Metadata-Version: 2.4
Name: ato-mcp
Version: 0.8.27
Summary: MCP server for Australian Taxation Office statistics. Plain-English access to personal tax by postcode, company tax by industry, corporate tax transparency, GST collections, super contributions, and the ACNC charity register.
Project-URL: Homepage, https://github.com/Bigred97/ato-mcp
Project-URL: Documentation, https://github.com/Bigred97/ato-mcp#readme
Project-URL: Repository, https://github.com/Bigred97/ato-mcp
Project-URL: Issues, https://github.com/Bigred97/ato-mcp/issues
Project-URL: Changelog, https://github.com/Bigred97/ato-mcp/blob/main/CHANGELOG.md
Project-URL: PyPI, https://pypi.org/project/ato-mcp/
Author: Harry Vass
License: MIT
License-File: LICENSE
Keywords: acnc,ato,australia,australian,charity-register,claude,data-gov-au,fastmcp,fintech,government-data,mcp,model-context-protocol,property-tech,public-data,tax-statistics,taxation
Classifier: Development Status :: 4 - Beta
Classifier: Intended Audience :: Developers
Classifier: Intended Audience :: Financial and Insurance Industry
Classifier: License :: OSI Approved :: MIT License
Classifier: Programming Language :: Python :: 3
Classifier: Programming Language :: Python :: 3.11
Classifier: Programming Language :: Python :: 3.12
Classifier: Programming Language :: Python :: 3.13
Classifier: Topic :: Office/Business :: Financial
Classifier: Topic :: Scientific/Engineering :: Information Analysis
Classifier: Typing :: Typed
Requires-Python: >=3.11
Requires-Dist: aiosqlite>=0.20
Requires-Dist: aus-identity>=0.1.0
Requires-Dist: fastmcp<4,>=2.0
Requires-Dist: httpx>=0.27
Requires-Dist: openpyxl>=3.1
Requires-Dist: pandas<3,>=2.2
Requires-Dist: pyarrow>=15
Requires-Dist: pydantic>=2.7
Requires-Dist: pyyaml>=6.0
Requires-Dist: rapidfuzz>=3.9
Provides-Extra: dev
Requires-Dist: pytest-asyncio>=0.23; extra == 'dev'
Requires-Dist: pytest>=8; extra == 'dev'
Requires-Dist: respx>=0.21; extra == 'dev'
Requires-Dist: ruff>=0.5; extra == 'dev'
Description-Content-Type: text/markdown

# ato-mcp

mcp-name: io.ausdata/ato-mcp

[![PyPI](https://img.shields.io/pypi/v/ato-mcp.svg)](https://pypi.org/project/ato-mcp/)
[![Python](https://img.shields.io/pypi/pyversions/ato-mcp.svg)](https://pypi.org/project/ato-mcp/)
[![License](https://img.shields.io/pypi/l/ato-mcp.svg)](https://github.com/Bigred97/ato-mcp/blob/main/LICENSE)
[![Tests](https://github.com/Bigred97/ato-mcp/actions/workflows/test.yml/badge.svg)](https://github.com/Bigred97/ato-mcp/actions/workflows/test.yml)
[![CodeQL](https://github.com/Bigred97/ato-mcp/actions/workflows/codeql.yml/badge.svg)](https://github.com/Bigred97/ato-mcp/actions/workflows/codeql.yml)
[![Glama MCP server quality](https://glama.ai/mcp/servers/Bigred97/ato-mcp/badges/score.svg)](https://glama.ai/mcp/servers/Bigred97/ato-mcp)

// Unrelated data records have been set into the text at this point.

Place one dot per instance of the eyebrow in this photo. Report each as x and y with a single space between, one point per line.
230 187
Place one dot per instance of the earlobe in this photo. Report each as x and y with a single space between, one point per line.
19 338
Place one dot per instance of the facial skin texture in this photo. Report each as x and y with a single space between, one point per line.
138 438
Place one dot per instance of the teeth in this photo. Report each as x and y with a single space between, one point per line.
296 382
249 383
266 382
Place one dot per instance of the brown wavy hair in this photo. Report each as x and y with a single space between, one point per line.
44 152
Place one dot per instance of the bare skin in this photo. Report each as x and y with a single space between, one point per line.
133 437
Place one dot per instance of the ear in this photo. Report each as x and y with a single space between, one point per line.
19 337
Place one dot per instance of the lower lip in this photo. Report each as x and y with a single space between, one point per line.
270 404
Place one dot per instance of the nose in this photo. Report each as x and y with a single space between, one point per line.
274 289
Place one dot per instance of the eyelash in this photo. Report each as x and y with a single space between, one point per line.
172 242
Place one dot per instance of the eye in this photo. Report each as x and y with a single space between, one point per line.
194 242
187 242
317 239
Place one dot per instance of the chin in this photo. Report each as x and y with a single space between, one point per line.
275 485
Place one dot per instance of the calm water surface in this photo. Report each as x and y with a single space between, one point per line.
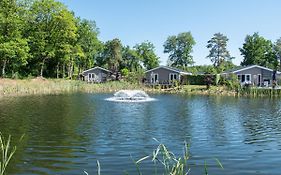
66 134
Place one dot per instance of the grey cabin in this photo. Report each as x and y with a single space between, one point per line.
96 75
164 75
255 75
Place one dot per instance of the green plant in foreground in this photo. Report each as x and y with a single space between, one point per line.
172 164
7 153
169 163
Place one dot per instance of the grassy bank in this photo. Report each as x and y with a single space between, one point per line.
9 87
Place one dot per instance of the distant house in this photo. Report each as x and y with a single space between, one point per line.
164 75
96 75
255 75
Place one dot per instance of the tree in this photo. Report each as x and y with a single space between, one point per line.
218 52
13 47
112 55
52 31
258 50
89 43
146 52
277 51
131 59
180 47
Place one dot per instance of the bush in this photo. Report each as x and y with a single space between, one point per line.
231 82
135 77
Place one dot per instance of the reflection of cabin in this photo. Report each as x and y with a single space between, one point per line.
96 75
164 75
255 75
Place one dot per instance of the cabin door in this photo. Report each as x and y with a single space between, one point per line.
154 78
259 79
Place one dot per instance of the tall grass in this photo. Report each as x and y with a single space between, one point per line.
10 87
7 152
166 162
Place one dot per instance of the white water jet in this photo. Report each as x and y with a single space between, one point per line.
130 96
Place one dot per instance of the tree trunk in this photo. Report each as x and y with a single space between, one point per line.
72 70
63 70
42 67
68 70
4 68
58 66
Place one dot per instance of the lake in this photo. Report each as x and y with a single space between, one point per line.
67 134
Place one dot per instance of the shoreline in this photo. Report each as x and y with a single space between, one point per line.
42 86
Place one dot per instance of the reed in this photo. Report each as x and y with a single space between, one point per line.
41 86
7 152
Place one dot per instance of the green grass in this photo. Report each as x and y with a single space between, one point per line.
170 164
39 86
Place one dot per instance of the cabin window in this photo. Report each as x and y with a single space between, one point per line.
242 78
91 76
154 78
248 77
239 77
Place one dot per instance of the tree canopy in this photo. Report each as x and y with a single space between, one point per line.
218 51
146 52
258 50
180 48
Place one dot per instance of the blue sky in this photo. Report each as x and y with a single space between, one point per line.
135 21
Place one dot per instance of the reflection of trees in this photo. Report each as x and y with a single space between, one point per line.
261 120
51 125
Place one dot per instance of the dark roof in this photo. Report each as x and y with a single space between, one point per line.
241 68
97 67
170 68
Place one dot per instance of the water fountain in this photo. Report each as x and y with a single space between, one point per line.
130 96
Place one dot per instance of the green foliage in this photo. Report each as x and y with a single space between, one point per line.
258 50
135 76
124 72
6 153
218 52
146 52
180 47
13 47
112 55
131 59
209 80
231 81
277 51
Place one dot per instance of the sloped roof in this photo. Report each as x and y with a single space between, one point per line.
97 67
171 69
242 68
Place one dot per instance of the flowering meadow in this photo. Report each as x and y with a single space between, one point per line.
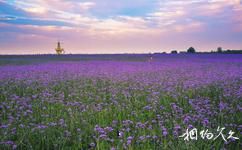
122 104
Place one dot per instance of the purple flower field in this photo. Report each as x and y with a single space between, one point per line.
113 104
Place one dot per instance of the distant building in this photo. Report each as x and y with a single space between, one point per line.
174 52
191 50
59 50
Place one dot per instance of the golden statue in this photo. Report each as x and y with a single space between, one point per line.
59 50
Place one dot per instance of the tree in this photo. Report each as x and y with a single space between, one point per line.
191 50
174 52
219 50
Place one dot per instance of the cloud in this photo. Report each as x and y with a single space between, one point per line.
125 26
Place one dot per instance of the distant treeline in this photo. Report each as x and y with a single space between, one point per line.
219 50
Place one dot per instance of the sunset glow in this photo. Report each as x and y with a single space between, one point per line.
108 26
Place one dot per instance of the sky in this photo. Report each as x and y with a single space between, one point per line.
119 26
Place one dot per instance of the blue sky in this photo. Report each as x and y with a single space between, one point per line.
121 26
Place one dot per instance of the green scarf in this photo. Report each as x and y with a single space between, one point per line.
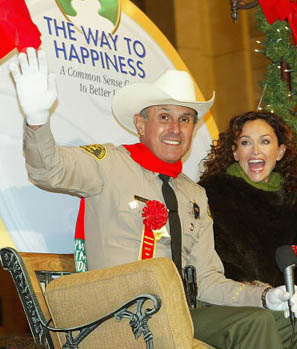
274 184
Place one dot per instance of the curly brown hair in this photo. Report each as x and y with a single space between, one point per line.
221 157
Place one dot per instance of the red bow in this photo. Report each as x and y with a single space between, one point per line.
281 9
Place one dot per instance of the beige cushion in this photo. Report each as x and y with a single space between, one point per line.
84 297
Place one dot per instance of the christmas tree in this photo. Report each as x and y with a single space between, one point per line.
280 82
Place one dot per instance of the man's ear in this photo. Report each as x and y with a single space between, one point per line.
139 123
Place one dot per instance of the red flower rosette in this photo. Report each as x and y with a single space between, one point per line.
294 248
155 215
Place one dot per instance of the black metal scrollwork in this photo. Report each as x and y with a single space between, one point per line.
241 5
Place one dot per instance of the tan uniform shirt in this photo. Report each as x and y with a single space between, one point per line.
108 178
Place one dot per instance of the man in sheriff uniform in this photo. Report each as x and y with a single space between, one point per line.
117 183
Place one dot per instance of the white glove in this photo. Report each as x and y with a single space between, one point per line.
277 299
36 88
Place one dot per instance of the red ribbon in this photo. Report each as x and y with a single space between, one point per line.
155 217
16 27
281 9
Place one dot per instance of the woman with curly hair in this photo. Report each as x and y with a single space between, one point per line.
250 178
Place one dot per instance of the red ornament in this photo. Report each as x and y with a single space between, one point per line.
294 248
155 215
281 9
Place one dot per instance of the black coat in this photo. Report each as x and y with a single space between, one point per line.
249 224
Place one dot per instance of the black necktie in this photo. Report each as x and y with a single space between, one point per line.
174 221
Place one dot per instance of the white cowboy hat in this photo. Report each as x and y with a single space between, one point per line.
172 87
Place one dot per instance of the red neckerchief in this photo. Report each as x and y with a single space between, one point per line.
145 158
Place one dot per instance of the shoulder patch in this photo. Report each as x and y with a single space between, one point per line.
97 150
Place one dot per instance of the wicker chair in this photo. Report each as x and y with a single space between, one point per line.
98 309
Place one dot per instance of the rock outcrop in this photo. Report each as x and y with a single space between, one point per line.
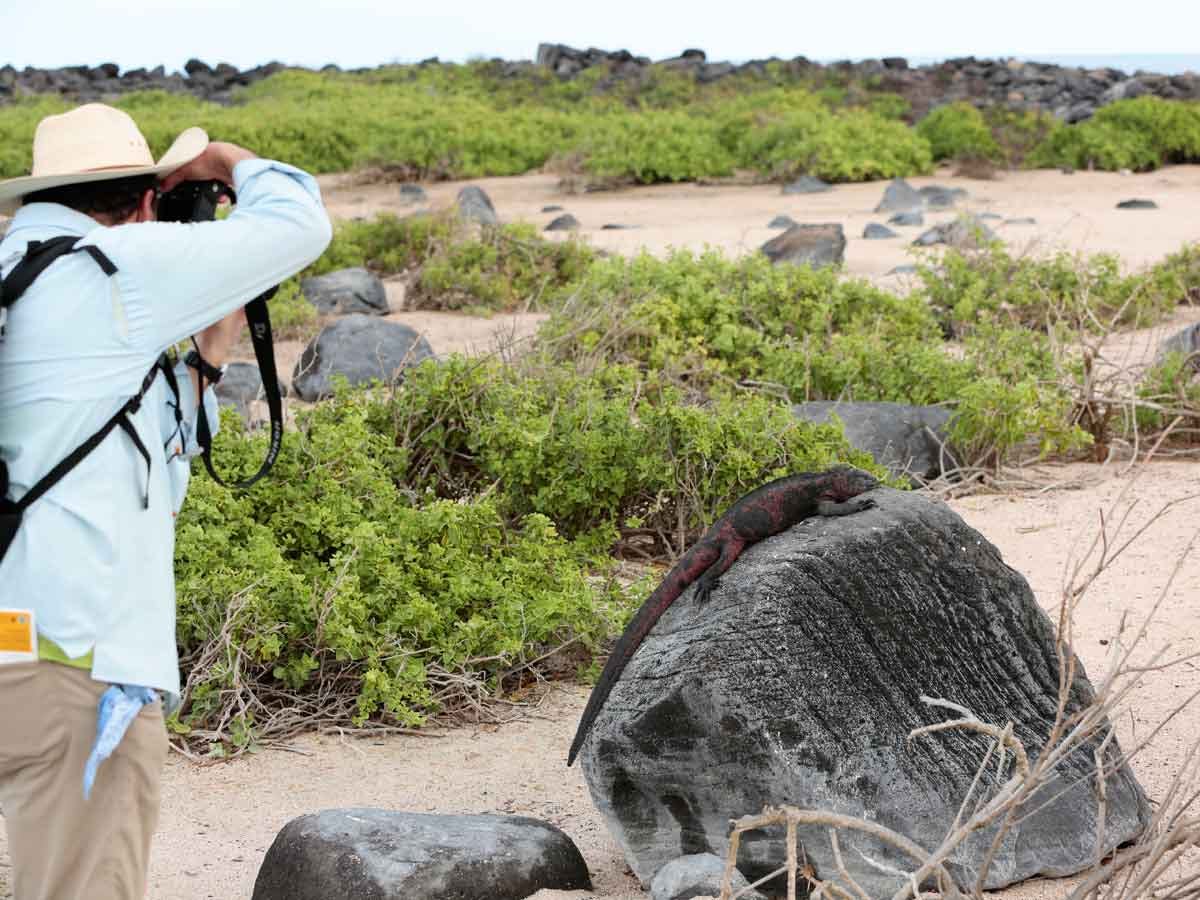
1072 94
799 681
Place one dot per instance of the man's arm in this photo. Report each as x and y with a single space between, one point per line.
189 276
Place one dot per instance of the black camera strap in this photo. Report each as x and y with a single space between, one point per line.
258 318
197 202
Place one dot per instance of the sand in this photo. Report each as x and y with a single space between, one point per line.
217 821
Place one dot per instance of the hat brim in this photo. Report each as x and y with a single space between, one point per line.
190 144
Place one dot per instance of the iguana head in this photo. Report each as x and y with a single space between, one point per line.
846 481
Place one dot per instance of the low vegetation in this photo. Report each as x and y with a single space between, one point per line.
441 121
430 544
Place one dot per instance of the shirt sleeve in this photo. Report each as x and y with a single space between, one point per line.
185 447
191 275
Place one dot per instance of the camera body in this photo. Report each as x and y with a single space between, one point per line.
193 202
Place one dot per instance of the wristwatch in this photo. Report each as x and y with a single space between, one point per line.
210 373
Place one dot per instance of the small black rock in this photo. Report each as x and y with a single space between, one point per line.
413 193
567 222
808 184
875 232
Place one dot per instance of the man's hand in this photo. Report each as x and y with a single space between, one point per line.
214 345
215 163
219 339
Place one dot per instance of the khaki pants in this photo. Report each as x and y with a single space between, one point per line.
65 847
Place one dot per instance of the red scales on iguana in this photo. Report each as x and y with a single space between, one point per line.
767 510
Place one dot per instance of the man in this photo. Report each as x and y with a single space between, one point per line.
91 562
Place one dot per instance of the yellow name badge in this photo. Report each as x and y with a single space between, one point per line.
18 636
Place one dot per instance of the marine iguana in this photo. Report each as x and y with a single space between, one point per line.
762 513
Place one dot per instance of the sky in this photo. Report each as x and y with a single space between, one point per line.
370 33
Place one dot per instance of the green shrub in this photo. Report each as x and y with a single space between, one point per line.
1019 133
1084 292
853 145
589 448
959 132
1169 389
459 265
325 597
1138 135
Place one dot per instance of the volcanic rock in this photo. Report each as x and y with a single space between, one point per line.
346 291
900 197
875 232
799 681
814 245
357 853
696 875
475 205
911 442
807 184
567 222
361 348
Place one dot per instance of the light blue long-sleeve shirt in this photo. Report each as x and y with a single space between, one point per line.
94 564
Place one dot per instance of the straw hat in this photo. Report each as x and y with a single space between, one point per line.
95 143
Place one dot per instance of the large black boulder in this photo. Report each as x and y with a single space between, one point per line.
359 347
909 441
346 291
900 197
799 681
381 855
814 245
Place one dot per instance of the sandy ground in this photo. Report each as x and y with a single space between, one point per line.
217 821
1073 211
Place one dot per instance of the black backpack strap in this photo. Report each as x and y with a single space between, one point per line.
120 420
39 256
168 372
259 321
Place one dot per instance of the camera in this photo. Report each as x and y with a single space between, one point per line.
197 202
193 202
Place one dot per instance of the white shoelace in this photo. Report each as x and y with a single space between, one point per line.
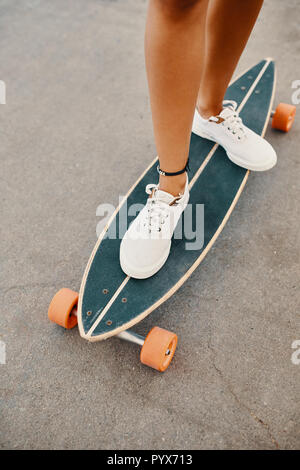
158 210
233 122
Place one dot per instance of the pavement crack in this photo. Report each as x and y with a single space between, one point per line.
239 402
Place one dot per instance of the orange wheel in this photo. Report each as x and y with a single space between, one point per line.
61 307
284 117
159 348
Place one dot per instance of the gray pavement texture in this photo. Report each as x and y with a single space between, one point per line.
76 132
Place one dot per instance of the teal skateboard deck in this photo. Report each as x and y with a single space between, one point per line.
111 302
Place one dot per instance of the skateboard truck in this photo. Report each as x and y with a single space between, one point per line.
157 348
283 117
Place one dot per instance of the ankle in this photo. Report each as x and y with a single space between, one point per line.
173 184
208 110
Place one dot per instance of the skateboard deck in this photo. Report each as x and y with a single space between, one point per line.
111 302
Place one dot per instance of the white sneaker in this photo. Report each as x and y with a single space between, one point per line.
146 244
243 146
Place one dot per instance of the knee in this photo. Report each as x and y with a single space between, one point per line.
178 7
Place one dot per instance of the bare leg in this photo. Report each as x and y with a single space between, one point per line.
228 27
174 47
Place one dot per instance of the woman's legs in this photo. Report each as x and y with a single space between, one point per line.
174 49
228 27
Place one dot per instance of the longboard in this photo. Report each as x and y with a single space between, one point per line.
111 302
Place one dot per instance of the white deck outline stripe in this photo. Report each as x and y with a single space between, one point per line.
203 253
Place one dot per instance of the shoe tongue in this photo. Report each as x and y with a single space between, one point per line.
226 112
163 196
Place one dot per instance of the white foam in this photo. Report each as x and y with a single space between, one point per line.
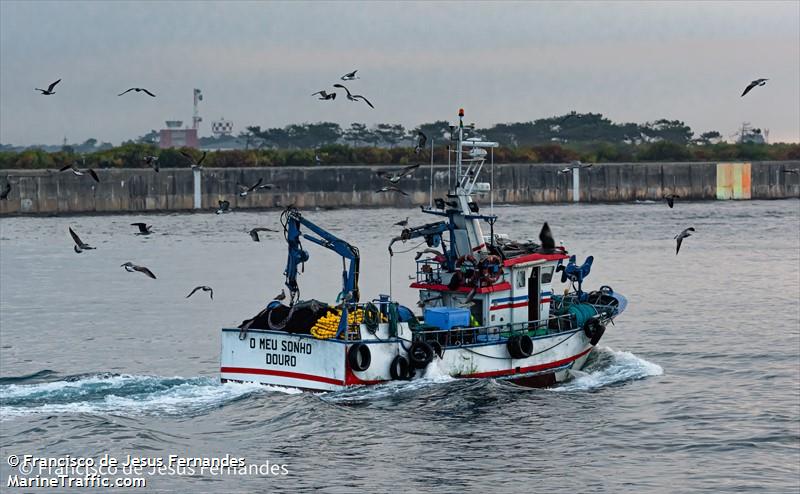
611 367
128 395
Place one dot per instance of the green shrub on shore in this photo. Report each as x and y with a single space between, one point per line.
130 155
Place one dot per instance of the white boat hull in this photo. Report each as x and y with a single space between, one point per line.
302 361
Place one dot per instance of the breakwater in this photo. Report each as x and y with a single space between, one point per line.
135 190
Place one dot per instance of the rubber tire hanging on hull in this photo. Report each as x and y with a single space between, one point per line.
594 331
359 357
399 368
520 346
420 355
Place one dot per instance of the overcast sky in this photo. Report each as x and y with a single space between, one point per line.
258 62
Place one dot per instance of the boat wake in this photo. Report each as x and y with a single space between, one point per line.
609 367
125 395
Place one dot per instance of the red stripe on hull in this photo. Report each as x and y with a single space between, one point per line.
534 257
500 287
506 306
533 368
279 373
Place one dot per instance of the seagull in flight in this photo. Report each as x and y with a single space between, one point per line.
390 188
757 82
49 90
191 158
324 95
670 198
137 89
205 289
254 233
152 162
80 173
224 207
131 267
350 76
244 189
6 190
354 97
80 245
395 176
144 229
422 139
679 237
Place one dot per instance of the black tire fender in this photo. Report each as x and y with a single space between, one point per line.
420 354
399 368
594 330
520 346
359 357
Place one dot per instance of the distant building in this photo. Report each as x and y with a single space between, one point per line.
176 137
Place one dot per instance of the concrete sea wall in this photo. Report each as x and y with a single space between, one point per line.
136 190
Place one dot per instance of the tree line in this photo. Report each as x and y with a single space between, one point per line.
588 137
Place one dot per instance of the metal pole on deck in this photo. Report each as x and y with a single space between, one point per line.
197 196
576 184
431 196
491 190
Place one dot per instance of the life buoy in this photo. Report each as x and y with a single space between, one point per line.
437 348
399 368
491 268
468 267
421 354
520 346
593 330
359 357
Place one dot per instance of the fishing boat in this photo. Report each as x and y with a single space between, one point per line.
486 308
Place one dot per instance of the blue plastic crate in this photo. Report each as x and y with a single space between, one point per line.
447 317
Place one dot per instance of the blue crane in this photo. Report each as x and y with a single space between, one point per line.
292 220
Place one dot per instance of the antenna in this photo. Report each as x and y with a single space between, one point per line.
196 118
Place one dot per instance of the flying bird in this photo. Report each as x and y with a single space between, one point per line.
679 237
546 238
390 188
6 190
422 139
49 90
324 95
191 158
131 267
757 82
244 189
144 229
354 97
80 245
395 176
137 89
205 289
152 162
224 207
350 76
670 198
254 233
80 173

**MCP server for Australian Taxation Office statistics.** Plain-English access to personal tax by postcode, company tax by industry, corporate tax transparency for every $100M+ entity, super contributions by age, salary by occupation, monthly GST collections, and the live ACNC charity register — all from a single `uvx` command.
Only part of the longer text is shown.